8 août 2020

L’heure est grave pour Apple dans sa lutte contre une ordonnance fiscale de 15 milliards de dollars de l’Union européenne

Par Foo Yun Chee et Padraic Halpin

BRUXELLES/DUBLIN (Reuters) – Le conflit entre Apple et les régulateurs de la concurrence de l’Union européenne (UE) a atteint son paroxysme mercredi, lorsque la deuxième plus haute juridiction européenne a décidé si Apple devait payer 13 milliards d’euros (15 milliards de dollars) d’arriérés d’impôts en Irlande, un élément clé de la répression de l’UE contre les accords fiscaux de faveur.
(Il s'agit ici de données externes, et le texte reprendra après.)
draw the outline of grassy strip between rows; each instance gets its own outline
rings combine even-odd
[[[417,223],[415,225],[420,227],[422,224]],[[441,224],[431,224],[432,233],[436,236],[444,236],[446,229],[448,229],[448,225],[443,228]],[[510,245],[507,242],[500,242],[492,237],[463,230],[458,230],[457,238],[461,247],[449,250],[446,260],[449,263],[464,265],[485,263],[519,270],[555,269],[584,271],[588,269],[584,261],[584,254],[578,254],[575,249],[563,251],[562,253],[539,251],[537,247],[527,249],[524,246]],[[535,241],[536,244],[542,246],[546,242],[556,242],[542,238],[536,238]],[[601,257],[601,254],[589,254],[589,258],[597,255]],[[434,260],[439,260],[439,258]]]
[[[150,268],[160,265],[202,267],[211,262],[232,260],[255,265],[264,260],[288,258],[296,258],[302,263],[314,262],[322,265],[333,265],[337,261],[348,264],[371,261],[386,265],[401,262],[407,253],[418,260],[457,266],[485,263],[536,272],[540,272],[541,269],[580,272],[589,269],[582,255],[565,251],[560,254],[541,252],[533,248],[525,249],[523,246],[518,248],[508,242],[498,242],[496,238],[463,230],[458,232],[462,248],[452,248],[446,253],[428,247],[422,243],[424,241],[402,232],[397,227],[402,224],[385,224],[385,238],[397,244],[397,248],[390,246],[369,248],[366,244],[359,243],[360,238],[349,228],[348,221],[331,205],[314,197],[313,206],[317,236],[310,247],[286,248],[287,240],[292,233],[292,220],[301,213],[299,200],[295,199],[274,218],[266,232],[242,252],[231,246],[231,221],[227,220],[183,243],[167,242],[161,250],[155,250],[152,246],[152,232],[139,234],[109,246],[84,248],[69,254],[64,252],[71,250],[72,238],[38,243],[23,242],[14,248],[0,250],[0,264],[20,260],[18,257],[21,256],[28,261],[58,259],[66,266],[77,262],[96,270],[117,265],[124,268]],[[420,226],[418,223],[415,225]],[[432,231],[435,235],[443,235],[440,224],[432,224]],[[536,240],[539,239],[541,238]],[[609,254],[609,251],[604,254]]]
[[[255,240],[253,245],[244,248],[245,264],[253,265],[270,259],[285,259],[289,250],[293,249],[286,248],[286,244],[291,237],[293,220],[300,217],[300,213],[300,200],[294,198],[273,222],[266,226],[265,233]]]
Dans son ordonnance d’il y a quatre ans, la Commission européenne a déclaré qu’Apple avait bénéficié d’une aide d’État illégale via deux décisions fiscales irlandaises qui ont artificiellement réduit sa charge fiscale pendant plus de deux décennies – jusqu’à 0,005 % en 2014.

La défaite de Margrethe Vestager, commissaire européenne à la concurrence, pourrait affaiblir ou retarder les affaires en cours contre les accords d’Ikea et de Nike avec les Pays-Bas, ainsi que l’accord de Huhtamaki avec le Luxembourg.

Vestager, qui a fait de la répression fiscale une pièce maîtresse de son mandat, a vu le même tribunal l’année dernière rejeter sa demande de paiement par Starbucks de 30 millions d’euros d’arriérés d’impôts néerlandais. Dans une autre affaire, le tribunal a également rejeté son jugement contre un régime fiscal belge applicable à 39 multinationales.

Le litige Apple est considéré par certains analystes comme une situation perdante pour l’Irlande, qui a fait appel de la décision de la Commission aux côtés du fabricant de l’iPhone.

Alors que 14 milliards d’euros – intérêts compris – contribueraient largement à combler le trou en forme de coronavirus dans les finances de l’État, Dublin cherche à protéger un régime fiscal peu élevé qui a attiré 250 000 employeurs multinationaux.

Si l’appel de l’Irlande aboutit, le gouvernement sera ridiculisé par les partis d’opposition pour ne pas avoir pris les liquidités, qui pourraient couvrir au moins la moitié d’un déficit budgétaire qui devrait atteindre 10 % du PIB cette année.

Si l’Irlande perd, le gouvernement sera fustigé par les mêmes politiciens pour avoir lancé l’appel. Une décision en faveur de la Commission pourrait également soulever des questions sur l’application du code des impôts irlandais à un moment sensible, alors que de nouvelles règles globales pour la taxation des géants du numérique sont débattues.

Une défaite pourrait également nuire à la capacité de l’Irlande à attirer les investissements, bien que le blitz promotionnel entrepris après la décision de la Commission de 2016 semble avoir fonctionné. Le nombre de personnes employées par des multinationales comme Apple, Facebook et Google a augmenté de 25 %, ce qui représente un travailleur irlandais sur dix.

Pour Apple, une défaite serait un coup dur, mais gérable étant donné que ses liquidités ont atteint 190 milliards de dollars à la fin de son deuxième trimestre fiscal.

Il s’agit des affaires T-778/16 Irlande contre Commission et T-892/16 Apple Sales International et Apple Operations Europe contre Commission. La partie vaincue peut faire appel sur des points de droit devant la Cour de justice de l’UE, la plus haute juridiction d’Europe.